Le silence retombe dans le bureau. Le feu lui-même semble retenir ses flammes, concentrant son énergie dans la braise, afin sans doute de ne pas paraître incongrûment joyeux. Jacques se rassied. Il est loin, quelque part au fond de son âme, à la recherche de ses disparus. Océane sanglote sans bruit, le visage dans la main gauche, le coude appuyé sur le genou, tandis que la droite, machinalement, continue à faire tourner le whisky dans le grand verre. La pause tristesse dure un long moment. Puis la jeune femme renifle, avale d’un trait son reste d’alcool, repose le verre vide sur le bord du bureau et s’essuie les yeux à l’aide du mouchoir à carreaux que Jacques vient de lui tendre par-dessus la table de travail. Lui s’est en­foncé dans sa chaise et attend. Ils se regardent.

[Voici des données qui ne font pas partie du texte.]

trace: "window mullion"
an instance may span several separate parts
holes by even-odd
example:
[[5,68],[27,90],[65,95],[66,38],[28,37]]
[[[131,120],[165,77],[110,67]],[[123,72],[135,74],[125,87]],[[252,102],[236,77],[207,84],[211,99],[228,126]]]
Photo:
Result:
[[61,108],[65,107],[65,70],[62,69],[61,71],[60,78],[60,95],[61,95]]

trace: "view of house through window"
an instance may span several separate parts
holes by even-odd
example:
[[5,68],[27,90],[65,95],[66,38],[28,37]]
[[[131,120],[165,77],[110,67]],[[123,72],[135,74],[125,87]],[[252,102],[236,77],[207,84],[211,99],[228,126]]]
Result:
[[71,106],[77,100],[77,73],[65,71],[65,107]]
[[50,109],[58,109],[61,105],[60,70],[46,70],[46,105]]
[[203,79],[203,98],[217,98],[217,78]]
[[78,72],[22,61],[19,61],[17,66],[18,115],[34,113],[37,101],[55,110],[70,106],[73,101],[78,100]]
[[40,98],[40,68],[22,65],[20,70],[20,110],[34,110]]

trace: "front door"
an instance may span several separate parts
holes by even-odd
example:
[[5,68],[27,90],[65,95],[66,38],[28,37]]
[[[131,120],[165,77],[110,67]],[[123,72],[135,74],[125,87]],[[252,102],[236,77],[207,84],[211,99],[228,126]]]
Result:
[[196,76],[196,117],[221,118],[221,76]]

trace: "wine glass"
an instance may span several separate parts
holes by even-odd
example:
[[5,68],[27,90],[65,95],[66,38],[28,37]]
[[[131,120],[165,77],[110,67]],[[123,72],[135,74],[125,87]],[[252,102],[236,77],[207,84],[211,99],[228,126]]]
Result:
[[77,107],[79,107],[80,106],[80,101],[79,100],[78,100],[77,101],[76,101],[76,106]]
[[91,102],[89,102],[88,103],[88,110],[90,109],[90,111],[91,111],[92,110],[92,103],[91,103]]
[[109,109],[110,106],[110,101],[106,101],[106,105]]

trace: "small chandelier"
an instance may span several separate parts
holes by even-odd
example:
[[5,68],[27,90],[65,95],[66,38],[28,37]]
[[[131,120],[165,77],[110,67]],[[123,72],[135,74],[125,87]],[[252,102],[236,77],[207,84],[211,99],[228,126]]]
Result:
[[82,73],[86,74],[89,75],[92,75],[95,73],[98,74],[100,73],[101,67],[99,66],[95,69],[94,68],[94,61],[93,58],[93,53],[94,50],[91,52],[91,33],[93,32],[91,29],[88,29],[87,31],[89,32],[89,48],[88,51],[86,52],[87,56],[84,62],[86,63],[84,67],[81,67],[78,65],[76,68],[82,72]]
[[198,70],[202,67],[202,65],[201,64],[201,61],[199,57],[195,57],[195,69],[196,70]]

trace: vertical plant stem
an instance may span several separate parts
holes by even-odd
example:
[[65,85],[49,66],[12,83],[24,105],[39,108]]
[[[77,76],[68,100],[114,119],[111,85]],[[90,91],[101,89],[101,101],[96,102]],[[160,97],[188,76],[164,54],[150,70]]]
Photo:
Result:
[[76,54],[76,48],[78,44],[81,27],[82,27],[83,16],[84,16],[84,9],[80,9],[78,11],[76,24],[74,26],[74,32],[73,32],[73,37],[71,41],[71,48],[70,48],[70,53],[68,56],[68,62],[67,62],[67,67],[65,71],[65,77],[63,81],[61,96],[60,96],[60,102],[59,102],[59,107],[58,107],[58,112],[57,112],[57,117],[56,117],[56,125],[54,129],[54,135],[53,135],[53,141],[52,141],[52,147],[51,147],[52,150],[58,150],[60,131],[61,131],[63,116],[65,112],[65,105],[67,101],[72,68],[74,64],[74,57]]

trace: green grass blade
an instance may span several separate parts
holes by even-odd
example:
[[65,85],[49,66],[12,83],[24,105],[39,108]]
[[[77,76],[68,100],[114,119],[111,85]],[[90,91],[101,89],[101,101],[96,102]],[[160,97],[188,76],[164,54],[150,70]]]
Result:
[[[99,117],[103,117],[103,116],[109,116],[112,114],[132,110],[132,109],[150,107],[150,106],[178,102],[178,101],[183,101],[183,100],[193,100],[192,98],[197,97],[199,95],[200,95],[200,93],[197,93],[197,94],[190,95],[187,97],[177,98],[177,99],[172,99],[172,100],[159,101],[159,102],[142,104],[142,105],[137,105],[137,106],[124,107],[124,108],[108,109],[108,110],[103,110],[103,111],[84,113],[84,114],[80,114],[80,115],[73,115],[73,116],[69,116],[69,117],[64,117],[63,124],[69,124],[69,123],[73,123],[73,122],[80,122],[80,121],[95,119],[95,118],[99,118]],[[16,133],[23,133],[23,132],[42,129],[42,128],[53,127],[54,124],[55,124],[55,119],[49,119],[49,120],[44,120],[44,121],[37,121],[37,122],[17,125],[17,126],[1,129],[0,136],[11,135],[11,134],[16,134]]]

Machinale­ment, elle rogne un coin de l’ongle de son index droit, tandis qu’il reste aussi immobile qu’une statue. Enfin, la jeune femme reprend.:

– » Je suis vraiment désolée d’être tombée comme ça chez vous. Je n’avais pas imaginé que si Jonathan n’était pas revenu à Québec, c’était pour une raison aussi… définitive. Je m’en veux de vous avoir dérangé. Je repartirai dès demain matin.

– Rien ne presse, je vous rassure. Vous êtes en ce moment plus à plaindre que moi. Le temps peu à peu adoucit les peines et transforme les chagrins les plus violents en une mélancolie presque supportable. J’ai eu le temps d’apprendre. Quant à votre départ, rien ne presse. N’hésitez pas à rester quelques jours. La maison est grande, et monsieur et madame Martinez seront ravis de voir quelqu’un. Nous vivons un peu retirés du monde, depuis la mort de mon fils.

– Je vous remercie, monsieur. Mais puisque Jonathan est mort, je n’ai plus rien à faire ici.

– Vous avez dit, avant le repas, que votre départ de Québec avait été précipité. Êtes-vous sûre que je ne peux rien faire pour vous ? Après tout, rendre service à une camarade de Jonathan serait pour moi une façon d’honorer sa mémoire, ne pensez-vous pas ? Si vous me disiez maintenant pourquoi vous teniez tant à rencontrer mon fils.

– C’est que…

– Je suis un vieil égoïste. Vous devez tomber de fatigue, et la nouvelle de la disparition de Jonathan n’est pas faite pour arranger les choses. Peut-être préférez-vous laisser passer la nuit ? Nous pouvons en reparler demain.

– Non, ce n’est pas ça.

– Alors quoi ? Qu’y a-t-il de si grave que vous ne puissiez confier au père d’un ami ?

– Vous ne savez rien de moi. S’il me faut tout vous expli­quer, il y en a pour un moment.

– Vous savez, mademoiselle Monplaisir, je n’attends plus grand chose de la vie. Je dispose par conséquent de tout le temps nécessaire pour vous écouter.

– Je ne sais plus où j’en suis. Tout s’écroule autour de moi, et…

– Raison de plus pour vous confier à moi. Allons, made­moiselle, s’il vous plaît, je vous écoute.

– D’accord. Je vais tout vous raconter. Mais quelque chose me dit que mon histoire ne va pas vous plaire du tout. De toute façon, je n’ai plus rien à perdre.

– A la bonne heure.

– Deux choses, avant de commencer. Je veux bien encore un peu de cet excellent whisky. Je n’ai pas l’habitude de boire, mais il est des circonstances où l’alcool peut aider. Et puis j’ai­merais que vous cessiez de m’appeler mademoiselle, si ça ne vous dérange pas.

– Accordé pour le whisky. En ce qui concerne votre deuxième souhait, je vous promets de faire mon possible. Mais je suis de la vieille école, je ne vous assure pas de réussir du premier coup.

– Ce sera déjà bien d’essayer. Allons-y alors, je vais vous raconter l’histoire de ma vie. Mais je vous préviens, ça vaut « sans famille » tous les jours. »

Jacques a rempli les verres de nouveau, et se prépare une autre pipe. Il va enfin savoir ce que fait cette jeune incon­nue chez lui.